On Wed, May 20, 2015 at 7:43 AM, Nick Wellnhofer <[email protected]> wrote:
> On 18/05/2015 02:09, Marvin Humphrey wrote:
>>
>> As an alternative to throwing exceptions or storing exception objects in
>> thread-local variables, let's consider encoding error information into
>> return values using a crude form of algebraic data types: pre-defined
>> "MAYBE" types which can be either an Err or something else.
>
> +1. This is a great idea.
OK, let's explore this further.
Changing the Clownfish runtime to avoid exceptions will mean more explicit
error checking in client code. Whether this is an improvement in general is
an old debate -- some people prefer the elegance of exceptions, some people
prefer the transparency of local status code handling. But for Clownfish
specifically, preferring return status codes over exceptions offers a key
advantage:
* It is reasonable to promote return codes to raised exceptions at the
Clownfish/host border.
* In contrast, it is challenging to trap all raised exceptions at the
Clownfish/host border and convert them to return codes.

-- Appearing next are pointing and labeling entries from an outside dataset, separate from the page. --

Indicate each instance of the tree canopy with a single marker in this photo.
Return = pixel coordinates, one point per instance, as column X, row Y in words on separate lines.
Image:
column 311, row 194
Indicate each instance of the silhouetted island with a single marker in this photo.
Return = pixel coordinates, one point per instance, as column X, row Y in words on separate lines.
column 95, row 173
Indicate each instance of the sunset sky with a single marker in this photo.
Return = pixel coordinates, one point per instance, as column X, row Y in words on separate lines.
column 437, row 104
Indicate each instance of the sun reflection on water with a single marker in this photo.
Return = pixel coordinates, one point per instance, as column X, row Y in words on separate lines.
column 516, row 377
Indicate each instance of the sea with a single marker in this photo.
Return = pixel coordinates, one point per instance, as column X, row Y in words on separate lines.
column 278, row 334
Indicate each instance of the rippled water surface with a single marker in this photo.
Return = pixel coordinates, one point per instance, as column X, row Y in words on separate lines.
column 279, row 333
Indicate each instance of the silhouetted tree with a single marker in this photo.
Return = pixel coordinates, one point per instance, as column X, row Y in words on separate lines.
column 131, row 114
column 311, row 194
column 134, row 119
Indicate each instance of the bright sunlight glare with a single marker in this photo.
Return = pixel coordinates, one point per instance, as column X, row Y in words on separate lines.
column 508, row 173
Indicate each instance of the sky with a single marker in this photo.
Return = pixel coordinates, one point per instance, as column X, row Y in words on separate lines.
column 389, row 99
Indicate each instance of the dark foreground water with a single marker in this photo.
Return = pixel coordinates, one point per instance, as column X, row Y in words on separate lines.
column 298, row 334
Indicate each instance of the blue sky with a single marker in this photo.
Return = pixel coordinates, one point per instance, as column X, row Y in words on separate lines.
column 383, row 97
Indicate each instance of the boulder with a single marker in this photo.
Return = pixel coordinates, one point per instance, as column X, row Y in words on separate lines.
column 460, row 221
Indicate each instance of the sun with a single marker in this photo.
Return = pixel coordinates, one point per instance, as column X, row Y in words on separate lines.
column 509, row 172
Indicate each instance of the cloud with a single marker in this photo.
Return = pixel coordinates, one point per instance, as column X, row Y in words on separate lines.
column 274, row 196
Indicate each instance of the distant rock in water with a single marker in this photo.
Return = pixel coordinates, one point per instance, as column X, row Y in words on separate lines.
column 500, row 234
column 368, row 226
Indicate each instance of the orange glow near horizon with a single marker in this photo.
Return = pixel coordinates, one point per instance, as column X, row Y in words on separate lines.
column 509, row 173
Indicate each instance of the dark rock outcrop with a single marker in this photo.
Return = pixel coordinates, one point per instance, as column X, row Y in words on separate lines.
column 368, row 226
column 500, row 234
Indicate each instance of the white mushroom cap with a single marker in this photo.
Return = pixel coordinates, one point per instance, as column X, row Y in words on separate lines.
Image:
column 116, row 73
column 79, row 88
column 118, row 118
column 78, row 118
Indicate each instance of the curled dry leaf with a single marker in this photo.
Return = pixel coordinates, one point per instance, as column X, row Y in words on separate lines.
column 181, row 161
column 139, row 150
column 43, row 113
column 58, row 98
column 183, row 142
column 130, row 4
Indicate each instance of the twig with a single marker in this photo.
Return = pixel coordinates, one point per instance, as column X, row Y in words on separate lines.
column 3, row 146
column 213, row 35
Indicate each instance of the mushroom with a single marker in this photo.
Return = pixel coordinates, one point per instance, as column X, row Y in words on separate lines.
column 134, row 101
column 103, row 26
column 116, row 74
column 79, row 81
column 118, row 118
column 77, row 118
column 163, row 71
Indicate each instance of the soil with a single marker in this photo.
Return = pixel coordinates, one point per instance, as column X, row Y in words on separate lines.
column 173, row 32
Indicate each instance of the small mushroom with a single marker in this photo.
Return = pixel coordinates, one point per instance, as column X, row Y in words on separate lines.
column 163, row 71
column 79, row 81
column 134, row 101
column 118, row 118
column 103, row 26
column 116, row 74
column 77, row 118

For sample usage from C, let's consider a refactored version of Vector's
constructor, which can fail with either an out-of-memory error or an overflow
error.
MAYBEVector
Vec_new(size_t capacity) {
Vector *self = (Vector*)Class_Make_Obj(VECTOR)};
if (self == NULL) {
return MAYBEVec_bad(cfish_Err_oom);
}
return Vec_init(self, capacity);
}
MAYBEVector
Vec_init(Vector *self, size_t capacity) {
if (capacity > SIZE_MAX / sizeof(Obj*)) {
DECREF(self);
Err *err = DROP(OVERFLOWERR, "Vector index overflow");
return MAYBEVec_bad(err);
}
else {
self->size = 0;
self->cap = capacity;
self->elems = (Obj**)CALLOC(capacity, sizeof(Obj*));
if (self->elems == NULL && capacity > 0) {
DECREF(self);
return MAYBEVec_bad(cfish_Err_oom);
}
}
return MAYBEVec_good(self);
}
A couple of notes about the novel constructs `DROP` and `cfish_Err_oom`:
* `DROP` is intended as something akin to `THROW`, in that it generates an
exception object with context information using `__LINE__`, `__FILE__`,
and so on -- but it returns the error object rather than raising it as
exception.
* `cfish_Err_oom` is a special, immortal Err object indicating
out-of-memory. It's needed because attempting to allocate a new error
when you've just run out of memory has a significant chance of failing.
Some Vector subroutines currently return void but can throw exceptions -- for
example, `Vec_Push`. Such subroutines will need to change to return a value
which encodes a potential error:
MAYBEbool
Vec_Push_IMP(Vector *self, Obj *element) {
MAYBEbool result = SI_grow_and_oversize(self, self->size, 1);
if (MAYBEbool_ERR(result)) {
return result;
}
self->elems[self->size] = element;
self->size++;
return MAYBEbool_good(true);
}
Here's some client code using Vector as it exists today. It builds up a
Vector containing the strings "1" through "10":
Vector*
one_through_ten(void) {
Vector *vector = Vec_new(10);
for (int32_t i = 1; i <= 10; i++) {
Vec_Push(vector, (Obj*)Str_newf("%i32", i));
}
return vector;
}
Here's the equivalent code -- which still throws exceptions -- but using
Vector after migration to MAYBE types.
MAYBEVector
one_through_ten(void) {
Vector *vector = Vec_UNWRAP(Vec_new(10));
for (int32_t i = 1; i <= 10; i++) {
String *string = Str_UNWRAP(Str_newf("%i32", i));
Vec_Push(vector, (Obj*)string);
}
return MAYBEVec_good(vector);
}
Here's how that code might look after refactoring to handle error codes
locally instead of throwing exceptions:
MAYBEVector
one_through_ten(void) {
MAYBEVector maybe_vec = Vec_new(10);
if (MAYBEVec_ERR(maybe_vec)) {
return maybe_vec;
}
Vector *vector = MAYBEVec_VALUE(maybe_vec);
for (int32_t i = 1; i <= 10; i++) {
MAYBEString maybe_str = Str_newf("%i32", i);
String *string = MAYBEStr_VALUE(maybe_str);
if (string == NULL) {
DECREF(vector);
return MAYBEVec_bad(MAYBEStr_ERR(maybe_str));
}
Err *error = MAYBEbool_ERR(Vec_Push(vector, (Obj*)string));
if (error != NULL) {
DECREF(vector);
return MAYBEVec_bad(error);
}
}
return MAYBEVec_good(vector);
}
Pretty verbose!
Next let's contemplate Clownfish header syntax.
Syntax for sum types typically uses boolean operators. Here's some sample ML:
https://en.wikipedia.org/wiki/Tagged_union#Examples
datatype tree = Leaf
| Node of (int * tree * tree)
The problem with using such syntax in Clownfish headers is that the Clownfish
signature and C signature would look too different from each other.
Instead, I'd suggest declaring the possible error types that a subroutine can
return using a `drops` clause:
public inert incremented MAYBEVector
new(size_t capacity)
drops OverflowErr*, OutOfMemoryErr*;
public inert incremented MAYBEVector
init(Vector *vector, size_t capacity)
drops OverflowErr*, OutOfMemoryErr*;
// ...
public MAYBEbool
Push(Vector *vector, Obj *elem)
drops OverflowErr*, OutOfMemoryErr*;
Thoughts?
To be clear, this is only brainstorming at this point -- it's not something
we're going to implement tomorrow.
Marvin Humphrey